Answer Applies to: Nebraska
Replied: 11/14/2012
    Gates' Law, PLLC | Thomas E. Gates
    You need to be careful here, it sound like a scam. Contact the court to see if there is warrant out on you.
    Answer Applies to: Washington
    Replied: 11/14/2012
    Law Offices of Hal Wright
    Law Offices of Hal Wright | Hal Wright
    Without more specific information it's hard to say but this sounds like a shakedown to me.
    Answer Applies to: California
    Replied: 11/13/2012
    MatthewR. Schutz, Esq | Matthew R. Schutz
    It soundslike a scam. I would ignore it.
    Answer Applies to: New Jersey
    Replied: 6/18/2013
    Craig Epifanio, P.A.
    Craig Epifanio, P.A. | Craig Epifanio
    Yes you can be arrested for this, however, ONLY law enforcement can arrest you. Something sounds a little fishy so I suggest you talk to an attorney about something they may be doing such as violating the Fair Credit and Practices.
    Answer Applies to: Florida
    Replied: 11/13/2012
    Universal Law Group, Inc. | Francis John Cowhig
    Your question requires an attorney consultation. It is not a simple question that can be answered on this type of forum. There are many factors that would need to be considered and evaluated. First of all, since we do not have all the facts, it is not really possible to answer with complete accuracy. With that being said, this sounds a little bit like a scam or an attempt to extort money from you. Who was it that called you? What is their relationship to the crime or the issuance of the "warrant"? Did the victim of the alleged "internet fraud" contact you or was it a police officer? Although internet fraud is a crime, once an arrest warrant has been issued, the payment of money will not make the warrant go away. Only the judge issuing the warrant can recall it and the payment of $1,000.00 will have no effect on the judge's decision. I strongly suggest that you contact an experienced criminal defense attorney for a face-to-face consultation and give him/her all of the facts surrounding your situation.
    Answer Applies to: California
    Replied: 11/13/2012
    Law Office of Jeff Yeh
    Law Office of Jeff Yeh | Jeff Yeh
    You're being duped. Ignore him.
    Answer Applies to: California
    Replied: 6/18/2013
    Law Office of Jared C. Winter
    Law Office of Jared C. Winter | Jared C. Winter
    Sounds like a scam. Only law enforcement can issue a warrant and it must be signed by a judge. Though I suppose it's possible that you are dealing with a dirty cop who wants to scare you into paying money, I don't think that is the likely scenario. What you are probably dealing with is an overly aggressive bill collector. In fact, if I'm right, then the bill collector is probably breaking federal law by threatening you that way and you may be entitled to compensation. Contact a consumer attorney in your area.
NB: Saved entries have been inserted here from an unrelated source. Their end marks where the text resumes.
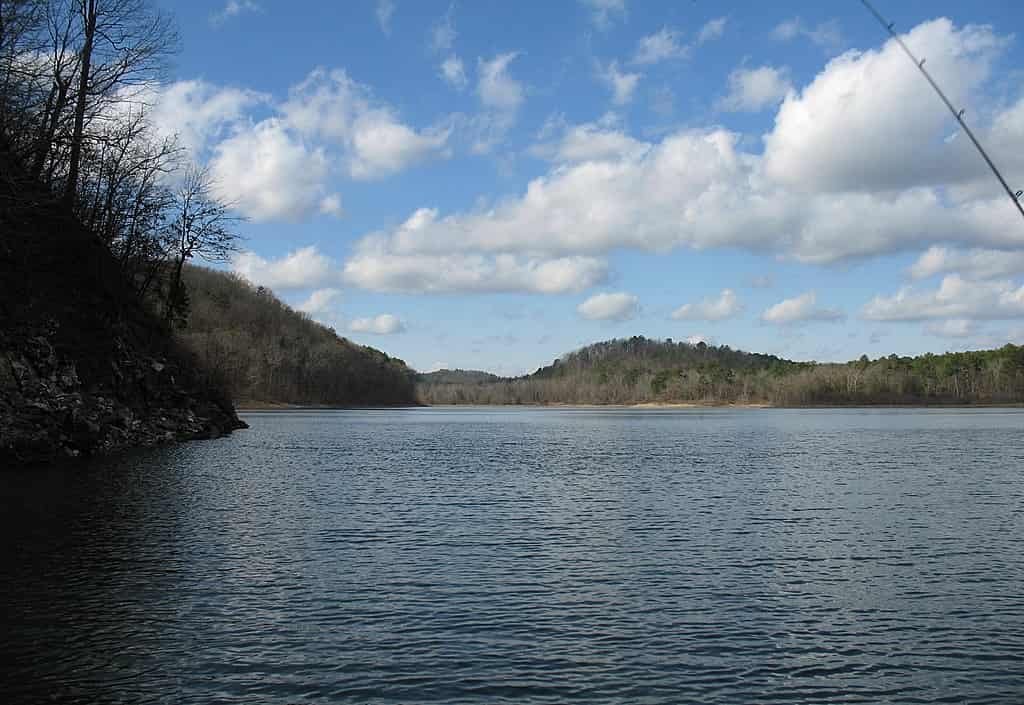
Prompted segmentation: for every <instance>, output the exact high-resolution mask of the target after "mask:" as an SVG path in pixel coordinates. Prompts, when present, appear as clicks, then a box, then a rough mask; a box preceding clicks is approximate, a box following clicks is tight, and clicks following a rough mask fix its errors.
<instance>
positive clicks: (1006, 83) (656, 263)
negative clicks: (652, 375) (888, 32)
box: [153, 0, 1024, 374]
mask: <svg viewBox="0 0 1024 705" xmlns="http://www.w3.org/2000/svg"><path fill="white" fill-rule="evenodd" d="M876 4H877V5H878V6H879V8H880V10H881V11H882V12H883V13H884V14H886V15H887V16H889V17H890V18H891V19H893V20H894V22H895V23H896V29H897V30H898V31H900V32H901V33H904V38H905V40H906V41H907V43H908V44H909V45H910V48H911V49H912V50H914V51H915V52H918V53H919V54H920V55H922V56H924V57H926V58H927V59H928V63H927V65H926V66H927V67H928V68H929V69H930V70H931V71H932V72H933V74H934V75H935V77H936V79H937V80H938V81H939V83H940V84H941V85H942V86H943V88H944V89H945V90H946V91H947V92H948V93H949V94H950V96H951V97H952V99H953V100H954V102H956V105H957V106H964V107H965V108H967V109H968V113H967V116H968V119H969V121H970V122H971V124H972V125H973V126H974V128H975V129H976V131H977V133H978V134H979V136H980V137H981V139H982V141H983V143H985V144H986V147H987V148H988V149H989V151H990V153H991V155H992V157H993V159H994V160H995V162H996V163H997V164H998V165H999V166H1000V168H1001V169H1002V170H1004V172H1005V174H1006V175H1007V177H1008V180H1009V181H1010V182H1011V183H1012V184H1014V188H1015V189H1016V188H1024V60H1022V59H1024V53H1022V52H1024V50H1022V41H1024V40H1022V39H1020V38H1017V37H1015V36H1014V32H1015V31H1019V29H1020V28H1022V27H1024V6H1022V5H1021V4H1020V3H1019V2H1011V1H1007V2H985V3H963V2H943V1H938V0H930V1H928V2H925V1H919V2H909V1H901V2H898V3H897V2H892V1H887V0H878V1H877V3H876ZM167 8H168V9H169V10H170V11H171V12H172V13H173V14H174V15H175V16H176V18H177V20H178V25H179V28H180V33H181V39H182V51H181V53H180V54H178V55H177V56H176V58H175V61H174V65H173V67H172V69H171V71H170V72H169V75H168V76H167V81H166V83H165V84H164V85H162V86H161V87H160V88H159V91H158V95H157V97H156V98H155V100H154V110H153V117H154V121H155V123H156V124H157V125H158V126H159V127H160V129H162V130H165V131H167V132H172V133H177V134H178V135H179V139H180V141H181V143H182V146H183V147H185V148H186V149H187V150H188V151H189V154H190V155H191V156H193V158H194V159H195V160H196V161H198V162H202V163H205V164H207V165H209V167H210V170H211V173H212V174H213V175H214V176H215V178H216V181H217V189H218V190H219V192H220V194H221V195H222V196H223V197H224V198H226V199H228V200H230V201H231V202H232V203H234V204H236V205H237V208H238V210H239V211H240V212H241V213H242V214H244V215H245V216H247V218H248V220H247V221H246V222H245V223H244V224H243V226H242V229H241V230H242V232H243V235H244V236H245V237H246V241H245V250H246V251H245V252H244V253H242V254H241V255H240V256H239V257H238V258H237V259H236V260H234V261H233V262H232V263H231V264H230V266H231V267H232V268H234V269H236V271H238V272H240V273H241V274H243V275H245V276H246V277H248V278H249V279H251V280H252V281H253V282H255V283H258V284H264V285H267V286H269V287H271V288H272V289H273V290H274V291H275V292H276V293H278V294H279V295H280V296H281V297H282V298H284V299H285V300H286V301H288V302H289V303H291V304H293V305H295V306H297V307H302V308H304V309H305V310H307V312H308V313H309V314H310V315H311V316H312V317H313V318H315V319H316V320H319V321H322V322H324V323H326V324H328V325H330V326H333V327H334V328H336V329H337V330H338V332H339V333H340V334H342V335H345V336H348V337H350V338H352V339H354V340H356V341H358V342H361V343H366V344H371V345H374V346H376V347H380V348H381V349H384V350H386V351H387V353H389V354H391V355H394V356H397V357H400V358H402V359H404V360H406V361H407V362H408V363H410V364H411V365H412V366H414V367H415V368H417V369H420V370H430V369H436V368H438V367H463V368H474V369H486V370H492V371H495V372H498V373H501V374H518V373H521V372H525V371H529V370H532V369H535V368H537V367H538V366H540V365H543V364H547V363H549V362H550V361H551V360H552V359H554V358H556V357H558V356H559V355H561V354H563V353H566V351H568V350H570V349H573V348H575V347H579V346H581V345H583V344H586V343H588V342H592V341H596V340H600V339H605V338H610V337H621V336H630V335H638V334H639V335H646V336H650V337H671V338H673V339H677V340H685V339H694V340H695V339H706V340H708V341H713V342H715V343H723V344H729V345H731V346H733V347H740V348H744V349H752V350H757V351H768V353H775V354H778V355H782V356H785V357H790V358H794V359H814V360H819V361H830V360H849V359H852V358H856V357H859V356H860V355H861V354H865V353H866V354H867V355H869V356H872V357H877V356H880V355H888V354H890V353H893V351H896V353H899V354H919V353H923V351H926V350H933V351H942V350H947V349H962V348H970V347H981V346H992V345H999V344H1002V343H1005V342H1008V341H1013V342H1024V219H1022V218H1021V217H1020V215H1019V214H1018V213H1017V211H1016V210H1015V208H1014V206H1013V204H1011V203H1010V200H1009V199H1008V198H1007V196H1006V194H1004V193H1002V192H1001V190H1000V188H999V185H998V183H997V181H996V180H995V178H994V177H993V176H992V175H991V174H990V173H988V172H987V171H986V167H985V165H984V163H983V162H982V161H981V159H980V157H978V155H977V154H975V153H974V152H973V151H972V150H971V148H970V144H969V142H968V140H967V139H965V138H964V135H962V134H957V130H956V124H955V122H954V121H953V120H952V118H951V116H949V115H948V113H946V112H944V110H945V109H944V108H943V107H942V105H941V103H940V102H939V99H938V98H937V97H936V96H935V95H934V94H933V93H931V92H930V89H929V87H928V85H927V83H925V81H924V79H923V78H922V77H921V76H920V74H918V73H916V71H915V69H914V67H913V66H912V65H911V64H910V63H909V61H908V60H907V59H906V57H905V56H903V55H902V54H901V53H899V51H898V49H897V47H896V46H895V45H894V44H893V43H892V42H890V41H887V39H888V37H887V36H886V35H885V33H884V30H883V28H882V27H880V26H879V25H878V23H877V22H876V20H874V19H873V18H872V17H871V16H870V14H868V12H867V11H866V10H865V9H864V8H863V6H862V5H861V3H860V2H857V1H856V0H848V1H845V2H831V3H816V2H814V3H812V2H777V3H748V2H734V3H729V2H719V3H710V2H702V1H700V0H694V1H691V2H672V3H669V2H639V1H638V0H563V1H561V2H557V3H550V2H517V3H511V2H497V1H496V2H483V1H480V2H464V3H449V2H430V1H428V0H417V1H416V2H413V1H412V0H390V1H384V0H365V1H362V2H359V1H356V0H352V1H351V2H340V3H339V2H312V1H310V2H290V3H285V2H278V1H276V0H252V1H250V0H230V1H229V2H224V1H223V0H218V2H180V3H173V4H171V3H167Z"/></svg>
    Answer Applies to: California
    Replied: 11/13/2012
    Tricia Dwyer, Esq. & Associates PLLC
    Tricia Dwyer, Esq. & Associates PLLC | Tricia Dwyer, Esq.
    Whether or not you 'did something wrong', I recommend that you confer privately with an attorney with no delay. I recommend that you phone several attorneys in choosing, because it is important that you feel great trust in the attorney.
    Answer Applies to: Minnesota
    Replied: 11/13/2012
    Andersen Law PLLC
    Andersen Law PLLC | Craig Andersen
    It sounds like fraud. Companies cannot issue arrest warrants. Moreover, they cannot file charges. Given they lack that authority, they can't retract warrants either. The U.S. Constitution makes imprisonment for debt illegal. The whole thing sounds very fishy.
    Answer Applies to: Washington
    Replied: 11/13/2012
    Freeborn Law Offices, P.S.
    Freeborn Law Offices, P.S. | Steve Freeborn
    Yes. Internet check fraud is a criminal offense. Depending upon the amount, it is probably a felony. Get yourself an attorney.
    Answer Applies to: Washington
    Replied: 11/13/2012
    Michael Breczinski
    Michael Breczinski | Michael Breczinski
    How do you know that this is a real law enforcement person calling. I would get a lawyer before doing anything. This sounds fishy.